# Gran Gaggia Retro



## awlred (Mar 10, 2009)

Hey does anyone have any opinions on the Gran Gaggia Retro model?

I'm looking at buying one for myself

Any insight would be greatly appreciated


----------



## GranGaggia_old_version (10 mo ago)

It has a opv built into the pump (brass t , under the rubber angled connection). I leave it on for 15 min, before attempting to make espresso but it steams ok pritty quick for a hot chocolate. I open steam wand, purge water through wand. This helps remove air from boiler/ less volume to replace with pure steam. This means air isnt introduced into milk by steamwand, only by diliberate addition. Makes excellent foam when only the wand without its metal sheath is used.
Before Espresso: Heat for 15-20min. with porta fiter attached. Fill basket seperatly. use dubble basket with 18g (exatly!) ajust the grind size to make this weight work as it produces a clean puck. when basket is prepared, get ready to focus. 1. Purge the group head to fill 20g(ish) water into your esprsso cup. This will help restart the temp cycle of the boiler. alternatively just wait for the light to go out and pray the group head is at a ok temperature. 2 replace basket into porta filter and lock it into place. 3. Open the steam wand until it stops sputtering. 4 wait for the boiler light to turn off and if ita allready off wait for... 5. As soon as the light turns back on start the shot. start your stop watch. Or watch you espresso scales for the shot to pull the ratio you want.
This is my universal green light steam release starting point that will give you a solid place to tweek. You can then tweek the time to start the shot after the green light turns on to increase shot temperature. Flushing the group head decreases the time it takes to 'reset' the light to off mode but it will also cool the machine a bit unpredictably.
Let me know about your gaggia gran delux classic old version as I just got mine from ebay and I think its like the 1970s Easy bake oven of espresso and as a ex barista I love it for that.

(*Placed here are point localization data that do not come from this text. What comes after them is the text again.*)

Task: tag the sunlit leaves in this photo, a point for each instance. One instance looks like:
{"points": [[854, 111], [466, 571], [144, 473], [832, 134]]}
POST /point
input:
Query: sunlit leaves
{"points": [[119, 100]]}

I electrocuted myself twice trying to add a thermocouple to the boilers grounding terminal. it works, just need unplug it when you noodle around with it


----------



## Rincewind (Aug 25, 2020)

GranGaggia_old_version said:


> ...I electrocuted myself twice trying to add a thermocouple to the boilers grounding terminal


 you're lucky to be able to tell the tale; some people aren't so lucky...i'm glad you're ok 



GranGaggia_old_version said:


> ...just need unplug it when you noodle around with it...


Wise words...and very good advice....remember folks :-

ELECTRICITY KILLS
ALWAYS UNPLUG any electrical device before attempting to work on it...BE SAFE; NOT SORRY ​


----------